Mes règles sont les seules auxquelles petits et grands prennent plaisir à se soumettre, et si mes trois lettres sonnent comme le pronom personnel de la première personne du singulier, mon but est bien souvent de recréer le «nous». Qui suis-je?
Comme un dé qui n’en finit pas de tourner, l’actualité nous a happés, presque hypnotisés – ces trois dernières semaines, ou plutôt ces deux dernières années. Face au degré de complexité des crises sanitaire ou géopolitique qui s’enchaînent, la tentation de se recroqueviller sur ses angoisses est grande. Pendant ce temps-là, un secteur de niche poursuit son essor, indéniablement renforcé par la conjoncture: celui du jeu de société. Jamais le marché suisse du jeu ne s’est en effet aussi bien porté. Pour répondre à cette appétence qui brasse les cartes générationnelles, géographiques et sociales, La Chaux-de-Fonds accueillera bientôt le plus grand bar à jeux de Suisse, avec 1300 jeux sur 140 m². Son désormais célèbre festival du jeu, Ludesco, donne quant à lui rendez-vous aux amateurs en septembre.
Retrouver de la légèreté
A quoi bon jouer? D’abord, pour soi. Pendant la pandémie de Covid-19 puis depuis le début du conflit en Ukraine, les psychologues, philosophes et docteurs ès résiliences nous répètent l’importance, dans des situations qui nous dépassent, de vivre le «moment présent». D’être «là». Certes, le concept prête à sourire tant il est galvaudé, immédiatement associé à des graines de quinoa et à un bâton d’encens. Et pourtant, enfants, nous n’avions aucun mal à nous prêter au jeu du présent. Sortir un plateau poussiéreux et empoigner une paire de dés, n’est-ce pas là l’ultime pied de nez à ce futur dans lequel on a tant de mal à se projeter? Réveiller la créativité anesthésiée par la routine est une façon, anodine mais si accessible, de retrouver une forme de légèreté.

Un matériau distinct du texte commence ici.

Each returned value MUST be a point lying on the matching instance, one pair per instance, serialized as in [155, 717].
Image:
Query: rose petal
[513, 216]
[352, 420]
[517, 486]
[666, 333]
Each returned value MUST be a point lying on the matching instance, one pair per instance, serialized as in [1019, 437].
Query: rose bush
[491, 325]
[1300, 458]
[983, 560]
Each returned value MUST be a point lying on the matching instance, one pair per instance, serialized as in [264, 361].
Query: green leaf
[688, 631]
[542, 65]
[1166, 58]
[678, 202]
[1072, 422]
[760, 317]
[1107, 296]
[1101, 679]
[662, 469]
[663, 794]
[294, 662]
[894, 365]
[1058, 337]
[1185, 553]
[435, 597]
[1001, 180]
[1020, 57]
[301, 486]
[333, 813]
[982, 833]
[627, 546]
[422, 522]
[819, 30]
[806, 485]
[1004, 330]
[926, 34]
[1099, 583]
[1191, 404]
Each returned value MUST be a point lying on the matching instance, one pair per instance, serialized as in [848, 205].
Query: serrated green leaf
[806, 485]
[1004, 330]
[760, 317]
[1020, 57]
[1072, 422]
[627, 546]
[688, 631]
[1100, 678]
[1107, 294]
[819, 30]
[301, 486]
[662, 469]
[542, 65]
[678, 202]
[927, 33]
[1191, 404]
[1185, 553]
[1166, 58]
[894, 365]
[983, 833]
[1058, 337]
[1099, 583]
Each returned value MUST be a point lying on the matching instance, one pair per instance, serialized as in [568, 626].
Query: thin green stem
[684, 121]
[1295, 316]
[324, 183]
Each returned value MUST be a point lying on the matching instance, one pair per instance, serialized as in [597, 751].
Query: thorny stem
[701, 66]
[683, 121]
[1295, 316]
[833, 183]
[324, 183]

Ensuite, pour être ensemble. Au-delà de l’esprit du jeu et des compétences qu’il sollicite, le besoin de communier est indéniable. Alors que la multiplication des clivages grignote les moments de partage, les concepteurs ont à cœur de penser les équipes autrement: un contre un ou tous pour un? Et si parfois gagner, c’était se lier? L’engouement pour les jeux mettant en avant la collaboration semble à cet égard éloquent. Ou quand évasion rime, plus que jamais, avec cohésion.